LE TAMBOUR DES LARMES, de BEYROUK
Publié le 26 Octobre 2020
Roman -Editions Elyzad - 240 pages - 9.90 €
Parution en 2015
L'histoire : Une femme marche seule en pleine nuit, dans le désert Mauritanien. Elle s'appelle Rayhana, et elle emporte avec elle le tambour sacré de sa tribu. D'où vient-elle ? Où va-t'elle ? Que fuit-elle ?
Tentation : le pitch
Fournisseur : Ma CB
Littérature mauritanienne
Mon humble avis : J'ai acheté ce roman pour me préparer à mon voyage randonnée en Mauritanie de décembre prochain. Je l'ai commencé, et le lendemain, le voyagiste m'annonçait l'annulation (non surprenante) de ce même voyage.
Mais je suis tout de même partie en Mauritanie avec Rayhana, et ai vécu ce pays de façon sans doute plus réelle, sans filtre, qu'en y mettant mes pieds de touriste, même si marcheuse. Certes, je n'ai pas eu chaud, je n'ai pas peiné dans le sable... Mais j'étais dans le coeur, dans le sang, dans les larmes, dans la révolte, dans la détresse de cette jeune bédouine en fuite. J'ai aperçu ce qu'était être une femme bédouine, issue d'une fameuse tribu, encore à notre époque.
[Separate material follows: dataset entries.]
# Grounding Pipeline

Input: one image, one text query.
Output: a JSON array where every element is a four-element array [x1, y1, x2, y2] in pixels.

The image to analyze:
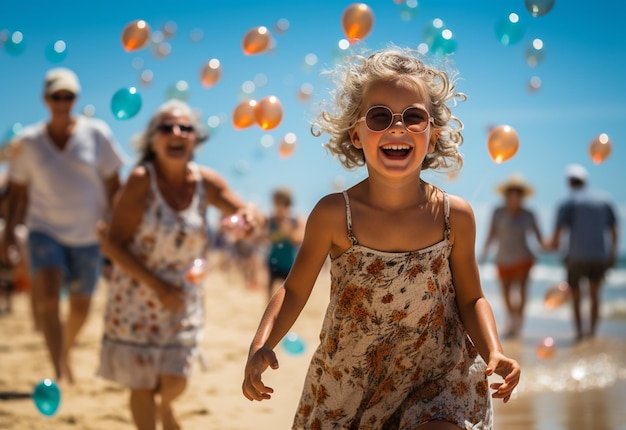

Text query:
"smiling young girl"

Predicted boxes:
[[243, 47, 520, 429]]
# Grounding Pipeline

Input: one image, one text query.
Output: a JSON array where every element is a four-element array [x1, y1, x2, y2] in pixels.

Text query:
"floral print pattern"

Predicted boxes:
[[293, 193, 492, 430]]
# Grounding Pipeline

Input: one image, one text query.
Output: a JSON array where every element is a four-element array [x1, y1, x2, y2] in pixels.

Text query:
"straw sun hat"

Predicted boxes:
[[496, 173, 534, 197]]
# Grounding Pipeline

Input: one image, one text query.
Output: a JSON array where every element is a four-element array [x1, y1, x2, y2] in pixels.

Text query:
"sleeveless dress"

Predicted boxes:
[[98, 163, 209, 388], [293, 191, 492, 430]]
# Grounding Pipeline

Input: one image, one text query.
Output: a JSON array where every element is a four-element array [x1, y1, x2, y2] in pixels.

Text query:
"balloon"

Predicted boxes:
[[46, 40, 67, 63], [525, 39, 545, 67], [589, 133, 612, 164], [243, 26, 271, 55], [233, 100, 257, 129], [122, 19, 150, 52], [535, 337, 556, 360], [185, 258, 208, 284], [496, 13, 524, 46], [543, 282, 570, 311], [4, 31, 26, 56], [487, 125, 519, 164], [278, 133, 297, 158], [341, 3, 374, 43], [254, 96, 283, 130], [281, 332, 306, 355], [111, 87, 141, 119], [200, 58, 222, 88], [524, 0, 554, 18], [33, 378, 61, 417]]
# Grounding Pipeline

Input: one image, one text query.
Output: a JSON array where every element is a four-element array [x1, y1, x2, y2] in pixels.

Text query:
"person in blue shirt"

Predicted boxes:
[[547, 164, 618, 341]]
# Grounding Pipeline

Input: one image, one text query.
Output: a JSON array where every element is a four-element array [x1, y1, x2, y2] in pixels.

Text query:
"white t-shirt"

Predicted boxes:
[[9, 116, 123, 246]]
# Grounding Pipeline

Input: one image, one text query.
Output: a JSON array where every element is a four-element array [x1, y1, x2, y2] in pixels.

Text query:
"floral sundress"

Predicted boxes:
[[98, 163, 209, 388], [293, 191, 492, 430]]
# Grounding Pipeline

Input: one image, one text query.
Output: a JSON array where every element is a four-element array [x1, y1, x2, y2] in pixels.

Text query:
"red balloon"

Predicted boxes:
[[233, 100, 257, 129], [254, 96, 283, 130], [243, 26, 271, 55], [122, 19, 150, 52], [487, 125, 519, 164], [589, 133, 612, 164], [341, 3, 374, 43], [200, 58, 222, 88]]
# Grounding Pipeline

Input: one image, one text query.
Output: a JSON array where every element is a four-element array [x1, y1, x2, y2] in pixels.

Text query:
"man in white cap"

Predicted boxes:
[[547, 164, 617, 340], [0, 68, 123, 383]]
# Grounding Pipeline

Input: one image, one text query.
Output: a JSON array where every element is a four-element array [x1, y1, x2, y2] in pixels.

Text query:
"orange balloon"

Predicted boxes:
[[535, 337, 556, 360], [341, 3, 374, 43], [122, 19, 150, 52], [487, 125, 519, 164], [278, 133, 297, 158], [589, 133, 612, 164], [200, 58, 222, 88], [233, 100, 257, 129], [254, 96, 283, 130], [243, 26, 271, 55], [543, 282, 570, 310]]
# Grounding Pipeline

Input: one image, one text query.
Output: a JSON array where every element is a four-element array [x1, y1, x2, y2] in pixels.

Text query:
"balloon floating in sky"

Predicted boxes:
[[535, 337, 556, 360], [341, 3, 374, 43], [45, 40, 67, 63], [495, 13, 525, 46], [589, 133, 612, 164], [278, 133, 297, 158], [185, 258, 208, 284], [233, 100, 257, 129], [200, 58, 222, 88], [254, 96, 283, 130], [487, 125, 519, 164], [524, 0, 554, 18], [4, 31, 26, 57], [122, 19, 150, 52], [242, 26, 271, 55], [543, 282, 570, 311], [111, 87, 141, 119], [281, 332, 306, 355], [33, 378, 61, 417]]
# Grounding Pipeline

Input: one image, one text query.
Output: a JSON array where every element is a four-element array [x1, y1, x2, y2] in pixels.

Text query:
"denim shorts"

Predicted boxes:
[[28, 231, 102, 295]]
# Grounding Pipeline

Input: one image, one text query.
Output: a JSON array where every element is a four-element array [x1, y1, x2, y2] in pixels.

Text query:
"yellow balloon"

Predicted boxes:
[[589, 133, 612, 164], [122, 19, 150, 52], [487, 125, 519, 164], [341, 3, 374, 43], [233, 100, 256, 129], [242, 26, 271, 55]]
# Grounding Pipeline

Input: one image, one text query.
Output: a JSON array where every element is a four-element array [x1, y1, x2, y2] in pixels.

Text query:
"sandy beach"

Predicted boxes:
[[0, 256, 626, 430]]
Ce roman est très fort, puissant, dur. Localisé et en même temps, assez international (excepté sans doute les pays très industrialisés, et encore, le fond du sujet touche tout le monde, à différents degrés : la place de la femme et ses droits / non droits ici dans une société). Dans le tambour des larmes, il s'agit d'une société tribale, patriarcale.
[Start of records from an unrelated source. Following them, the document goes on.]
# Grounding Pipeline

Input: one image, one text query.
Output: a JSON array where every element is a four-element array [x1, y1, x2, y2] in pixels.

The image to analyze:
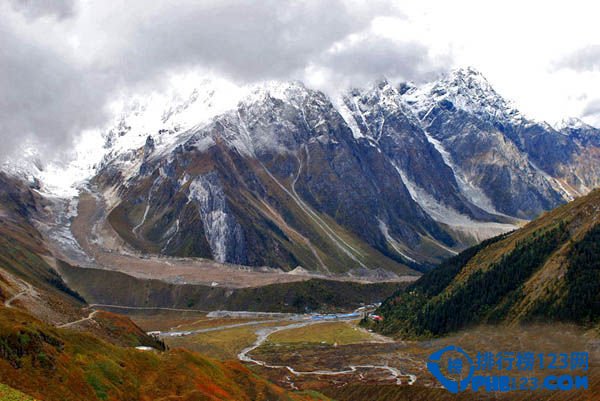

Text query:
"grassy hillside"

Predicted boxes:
[[376, 190, 600, 337], [0, 307, 325, 401], [0, 174, 327, 401]]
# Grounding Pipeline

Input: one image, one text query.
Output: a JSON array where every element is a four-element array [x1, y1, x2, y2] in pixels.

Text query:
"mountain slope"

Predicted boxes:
[[0, 307, 325, 401], [0, 174, 326, 401], [17, 68, 600, 277], [380, 190, 600, 336]]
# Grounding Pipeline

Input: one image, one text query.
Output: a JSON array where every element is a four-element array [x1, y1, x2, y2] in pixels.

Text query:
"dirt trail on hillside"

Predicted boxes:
[[238, 319, 417, 385]]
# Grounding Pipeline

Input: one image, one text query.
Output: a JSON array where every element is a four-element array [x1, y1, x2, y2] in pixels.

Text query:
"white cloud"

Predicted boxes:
[[0, 0, 600, 164]]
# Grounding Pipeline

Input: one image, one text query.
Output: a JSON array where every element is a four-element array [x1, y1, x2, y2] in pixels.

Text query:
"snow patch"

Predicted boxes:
[[188, 172, 244, 263]]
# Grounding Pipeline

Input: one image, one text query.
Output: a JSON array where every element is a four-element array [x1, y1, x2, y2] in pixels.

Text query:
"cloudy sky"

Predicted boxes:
[[0, 0, 600, 162]]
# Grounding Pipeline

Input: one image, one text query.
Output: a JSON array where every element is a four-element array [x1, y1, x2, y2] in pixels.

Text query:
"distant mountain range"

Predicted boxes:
[[377, 190, 600, 337], [4, 68, 600, 276]]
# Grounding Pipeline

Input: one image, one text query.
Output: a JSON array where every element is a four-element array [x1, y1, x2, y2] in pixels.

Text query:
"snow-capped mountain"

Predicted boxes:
[[7, 68, 600, 274]]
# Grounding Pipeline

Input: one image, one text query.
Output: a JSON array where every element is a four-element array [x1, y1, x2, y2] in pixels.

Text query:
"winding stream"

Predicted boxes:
[[238, 321, 417, 385]]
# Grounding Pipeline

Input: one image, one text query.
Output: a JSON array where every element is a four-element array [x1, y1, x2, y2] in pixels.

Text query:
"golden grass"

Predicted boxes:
[[268, 322, 372, 345]]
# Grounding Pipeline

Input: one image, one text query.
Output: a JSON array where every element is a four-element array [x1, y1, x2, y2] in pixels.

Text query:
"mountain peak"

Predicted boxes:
[[404, 67, 523, 124], [554, 117, 594, 131]]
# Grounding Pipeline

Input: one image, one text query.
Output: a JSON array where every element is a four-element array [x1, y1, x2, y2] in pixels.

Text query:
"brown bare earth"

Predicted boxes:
[[124, 311, 600, 401], [67, 192, 418, 288]]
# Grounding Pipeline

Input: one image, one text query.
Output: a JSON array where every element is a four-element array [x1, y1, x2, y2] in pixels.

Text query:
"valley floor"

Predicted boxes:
[[118, 311, 600, 401], [58, 192, 418, 288]]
Rahyana est une jeune fille lorsqu'elle "faute" avec un "étranger" de passage près de son campement. Les conséquences pour cette ingénue seront terribles et point de départ du roman. C'est Rahyana qui raconte son histoire, en alternant les chapitres sur sa fuite et ses rencontres, et les chapitres sur les longues et terribles épreuves qui l'ont conduite à fuir, en emmenant le tambour sacré de sa tribu, pour que tous ceux qui l'ont abimée en plein coeur souffrent dans ce qu'ils ont de plus hiératique et dans leur fierté.
Volontairement, je dévoile très peu cette bouleversante histoire. L'écriture est très agréable, teinté de poésie, de lyrisme ou d'onirisme qui s'accordent à merveille avec les lieux, les croyances de ces terres désertiques et brûlantes. J'ai été prise aux tripes par la détresse de cette jeune fille, et surtout, par son impuissance, malgré sa rébellion. J'ai tant espéré que sa quête ne soit pas veine. Mais le monde est cruel, ici, là-bas, partout.
Le tambour des larmes est très intéressant au-delà de son histoire humaine. Il permet d'apprendre beaucoup sur la vie tribale, les rites ancestraux, tantôt dignes, tantôt très éculés. Beyrouk confronte dans ces pages deux mondes opposés et pourtant si proches géographiquement : celui des tribus bédouines et celui des moyennes et grandes villes déjà dans l'hyper mondialisation et l'individualisme.
Je pouvais m'y attendre mais j'ai été choquée par l'hypocrisie et l'ambiguïté des coutumes tribales... La "sagesse" légendaire et la tradition de l'hospitalité sont tellement prégnantes... Et en même temps, une nouvelle vie est refusée. De même, j'ai peut-être naïvement découvert que la pratique de l'esclavage est encore monnaie courante en Mauritanie, malgré la loi qui l'interdit. Le mythe de la tribu nous fait parfois rêver, nous petits européens avides de grands espaces. Et pourtant, le poids de la vie communautaire y est aussi lourd que chez nous voire plus, et la vie bien plus âpre encore.
Un magnifique et envoutant roman et un pays méconnu à découvrir. Entre louange et magie du Sahara et dénonciation de secrets honteux. Une voix de l'Afrique, à travers celles des femmes.